As we know Skype gives away software and many features but charges for many calls – incoming and outgoing.
Asterisk and Pingtel took the concept further with an open-source PBX which effectively gave the enterprise a free software based phone system.
Now the concept has evolved again as companies such as Pactolus look for ways to leverage the open-source movement to help them gain traction in the more complicated application server, and software media server markets.
To launch this effort, the company has introduced its online developer community, www.SIPdev.org, which features a SIP-based service creation environment, application server, and software media server-a comprehensive environment including everything developers need to rapidly create innovative, media-rich applications for next generation VoIP and IMS networks.

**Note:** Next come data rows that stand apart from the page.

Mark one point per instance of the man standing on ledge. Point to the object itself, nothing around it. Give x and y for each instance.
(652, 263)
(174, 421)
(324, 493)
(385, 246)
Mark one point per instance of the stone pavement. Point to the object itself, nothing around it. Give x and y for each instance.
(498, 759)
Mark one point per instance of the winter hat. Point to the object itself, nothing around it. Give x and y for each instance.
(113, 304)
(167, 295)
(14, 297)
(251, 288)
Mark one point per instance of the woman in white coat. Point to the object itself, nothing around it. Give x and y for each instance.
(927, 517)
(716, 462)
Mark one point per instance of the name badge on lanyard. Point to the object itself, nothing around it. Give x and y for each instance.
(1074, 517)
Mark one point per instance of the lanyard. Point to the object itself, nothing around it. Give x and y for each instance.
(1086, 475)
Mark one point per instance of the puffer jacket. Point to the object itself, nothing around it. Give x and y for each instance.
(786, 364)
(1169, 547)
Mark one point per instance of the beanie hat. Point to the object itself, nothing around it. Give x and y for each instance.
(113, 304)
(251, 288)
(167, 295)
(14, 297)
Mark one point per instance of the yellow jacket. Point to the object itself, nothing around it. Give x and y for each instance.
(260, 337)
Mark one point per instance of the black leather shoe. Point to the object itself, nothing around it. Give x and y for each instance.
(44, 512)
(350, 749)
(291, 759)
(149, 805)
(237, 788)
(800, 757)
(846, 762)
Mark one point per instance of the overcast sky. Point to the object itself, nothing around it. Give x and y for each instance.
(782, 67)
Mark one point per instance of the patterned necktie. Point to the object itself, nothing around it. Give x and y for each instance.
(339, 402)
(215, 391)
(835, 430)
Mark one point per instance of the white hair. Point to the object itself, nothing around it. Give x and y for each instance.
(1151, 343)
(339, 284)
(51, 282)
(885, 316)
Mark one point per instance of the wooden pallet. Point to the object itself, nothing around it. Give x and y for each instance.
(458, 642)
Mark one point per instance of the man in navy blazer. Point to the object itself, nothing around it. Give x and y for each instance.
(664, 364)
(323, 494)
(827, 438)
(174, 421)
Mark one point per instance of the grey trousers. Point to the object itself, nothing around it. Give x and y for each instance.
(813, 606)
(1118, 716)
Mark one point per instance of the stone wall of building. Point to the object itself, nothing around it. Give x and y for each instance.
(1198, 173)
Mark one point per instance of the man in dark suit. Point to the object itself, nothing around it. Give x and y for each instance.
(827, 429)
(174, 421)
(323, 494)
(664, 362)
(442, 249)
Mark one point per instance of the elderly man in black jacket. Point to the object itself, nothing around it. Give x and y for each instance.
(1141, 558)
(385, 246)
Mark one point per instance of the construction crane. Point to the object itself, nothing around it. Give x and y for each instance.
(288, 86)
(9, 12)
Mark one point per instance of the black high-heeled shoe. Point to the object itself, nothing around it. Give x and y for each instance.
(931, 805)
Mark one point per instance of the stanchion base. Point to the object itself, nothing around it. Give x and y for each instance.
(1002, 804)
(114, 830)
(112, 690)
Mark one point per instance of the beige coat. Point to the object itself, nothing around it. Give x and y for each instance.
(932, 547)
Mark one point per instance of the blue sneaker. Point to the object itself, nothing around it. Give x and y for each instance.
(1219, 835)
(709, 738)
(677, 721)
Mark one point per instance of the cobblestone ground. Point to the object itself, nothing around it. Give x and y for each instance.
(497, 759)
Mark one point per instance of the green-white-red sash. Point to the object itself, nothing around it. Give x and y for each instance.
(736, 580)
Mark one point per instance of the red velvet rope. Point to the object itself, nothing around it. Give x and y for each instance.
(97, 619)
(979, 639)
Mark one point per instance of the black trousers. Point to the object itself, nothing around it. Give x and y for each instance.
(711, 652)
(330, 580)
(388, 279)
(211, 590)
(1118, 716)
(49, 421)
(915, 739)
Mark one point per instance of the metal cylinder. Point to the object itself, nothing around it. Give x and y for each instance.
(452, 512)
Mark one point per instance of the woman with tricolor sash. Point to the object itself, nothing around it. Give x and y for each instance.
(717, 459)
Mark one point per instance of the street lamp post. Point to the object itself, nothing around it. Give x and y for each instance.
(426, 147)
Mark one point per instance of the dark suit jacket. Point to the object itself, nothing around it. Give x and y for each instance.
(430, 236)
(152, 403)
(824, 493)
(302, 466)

So what does this mean for the market? It seems taking your proprietary products and “open-sourcing” them is the next big thing. Perhaps we will call this VoIP 3.0. There will likely be a huge land grab here to see who can have the best development environments in telecom. One thing we have learned from Asterisk is being first is important. In addition the open-source community is a different beast than the commercial developers we are used to. For them the whole use of open source is more like religion than a way to make money.
So now a slew of these so called penguin-worshippers will have an opportunity to play with the Pactolus development environment and give great products back to the community.
The question worth asking of course is how to make money in a world where increasingly more and more of the intellectual property is given away for free.
If you can gain critical mass, you can monetize open source with service agreements, consulting and business edition type plays. Digium the creator of Asterisk also sells hardware – which puts them at odds with many of the other companies selling hardware for the Asterisk PBX. How Pactolus makes money from all this will be worth watching.
In the end, open-source success is about scale and your ability to attract top-ranked talent to your platform. There is a limited window of opportunity for companies to go open source as the developer community is likely not endless.
I applaud Pactolus for making this leap and taking the risk to do what they have done. Now I can’t wait to see if some truly cutting edge open-source IMS applications are developed on their platform.